After reading it, college administrators called Whittington into a meeting.

"They said he's barred until he gets a psychological evaluation," said Deborah O'Doherty, president of the Maryland chapter of American War Mothers and a friend of Whittington's family. She attended the meeting with Whittington. "They also gave him a no-trespass notice and kept bringing up the Virginia Tech shooting."

"I was really frustrated, because they didn't give me a chance to explain," said Whittington. "I wrote the paper to talk about the reality of what other soldiers go through and it was therapeutic for me."
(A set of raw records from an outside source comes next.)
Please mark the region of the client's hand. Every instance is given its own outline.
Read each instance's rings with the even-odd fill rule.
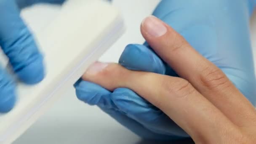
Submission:
[[[249,22],[255,2],[162,0],[153,13],[219,68],[253,104],[256,83]],[[189,57],[190,54],[186,56]],[[131,70],[179,76],[173,66],[160,59],[147,43],[128,45],[119,63]],[[75,87],[79,99],[97,105],[144,139],[173,140],[189,136],[163,112],[128,88],[111,91],[81,80]]]
[[[155,17],[146,18],[141,32],[180,77],[98,62],[83,79],[109,91],[121,87],[133,90],[164,112],[197,143],[256,143],[255,109],[221,69]],[[111,102],[105,101],[106,105]],[[169,124],[173,125],[171,120]]]

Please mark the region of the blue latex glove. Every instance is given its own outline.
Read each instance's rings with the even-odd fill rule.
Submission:
[[[63,1],[0,0],[0,46],[14,72],[27,84],[34,84],[43,79],[43,58],[20,16],[19,8],[40,2],[61,3]],[[8,112],[14,107],[16,98],[15,86],[12,78],[0,68],[0,113]]]
[[[153,15],[221,68],[255,105],[256,84],[249,25],[256,3],[252,0],[163,0]],[[178,76],[149,47],[147,43],[128,45],[119,63],[130,69]],[[79,99],[97,105],[143,138],[189,137],[162,112],[129,89],[109,91],[81,80],[75,86]]]

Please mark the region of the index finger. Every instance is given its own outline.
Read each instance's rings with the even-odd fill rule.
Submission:
[[[155,17],[144,20],[141,31],[152,48],[179,76],[189,81],[234,123],[240,126],[249,125],[244,117],[249,117],[254,108],[220,69]]]

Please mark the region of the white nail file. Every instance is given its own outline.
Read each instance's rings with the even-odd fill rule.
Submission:
[[[36,36],[45,77],[35,85],[18,84],[14,108],[0,115],[0,144],[12,142],[28,128],[124,31],[118,11],[107,2],[70,0],[61,11]]]

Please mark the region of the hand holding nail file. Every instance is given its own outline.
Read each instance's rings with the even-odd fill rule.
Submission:
[[[107,2],[67,2],[56,19],[36,36],[45,56],[46,77],[35,85],[18,84],[15,107],[0,115],[0,144],[13,141],[28,128],[123,29],[118,11]]]

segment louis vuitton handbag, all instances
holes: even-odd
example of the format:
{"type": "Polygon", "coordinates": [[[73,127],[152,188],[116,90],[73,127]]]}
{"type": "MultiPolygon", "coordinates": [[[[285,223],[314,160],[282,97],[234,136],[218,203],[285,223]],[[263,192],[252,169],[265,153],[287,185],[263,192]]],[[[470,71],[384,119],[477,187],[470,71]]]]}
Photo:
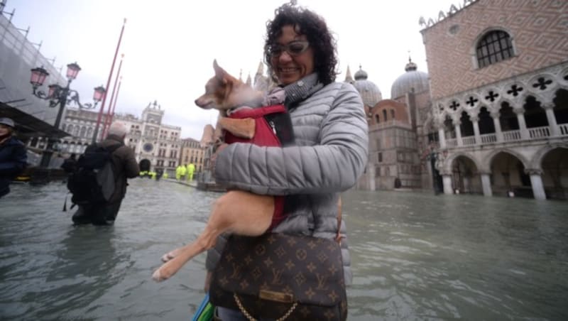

Hope Davis, a college spokeswoman, said, "The violent and inflammatory content of Mr. Whittington's article raised some red flags we felt we needed to address in this post-Virginia Tech era. We have an obligation to maintain a safe and comfortable learning environment for the diverse population of nearly 74,000 students we serve." She said some students did complain, and most were veterans who expressed concern the essay would portray all veterans in a bad light.

O'Doherty said Whittington offered the college administrators a psychological evaluation he had when he left the military a couple of years ago, but the administrators said it's too old and they want him to go to a Veterans Administration hospital.

Whittington said he has now gone for an evaluation, and believes it will show he is not a threat to anyone.

Medical experts say Whittington's experience is extremely common among veterans, who feel the adrenaline rush of being in combat and then have difficulty adjusting to life without it when they leave the military. While they have different opinions about whether the college reacted appropriately to Whittington's essay, experts agree that many people don't understand what combat veterans have had to endure, which often leaves them unfairly stigmatized.

"For a combat soldier who's engaged in combat on the ground, to be trained to kill and to feel the adrenaline rush in killing is not unusual at all," said Dr. Joan Anzia, associate professor of psychiatry at Northwestern University's Feinberg School of Medicine in Chicago.

"He's writing about how something changes in you in a combat situation, and it's hard to turn that off in a civilian situation," said Dr. Doug Bremner, professor of psychiatry and radiology at Emory University School of Medicine in Atlanta.

Experts also say that although Whittington characterized his feelings as an addiction to killing, it's more of a dependence on something else.

"He's addicted to hyperarousal and the adrenaline rush," said Dr. Jon Shaw, professor of psychiatry at the University of Miami School of Medicine. "That's what becomes addicting is the rush."

"To some extent, it's fairly boring going to class compared to what he used to do," said David Yusko, clinical director at the University of Pennsylvania School of Medicine's Center for the Treatment and Study of Anxiety in Philadelphia.

Shaw said it is possible to become addicted to aggression, but in Whittington's case, that seems unlikely.

"I wouldn't put him in the same category as a serial killer," Shaw said.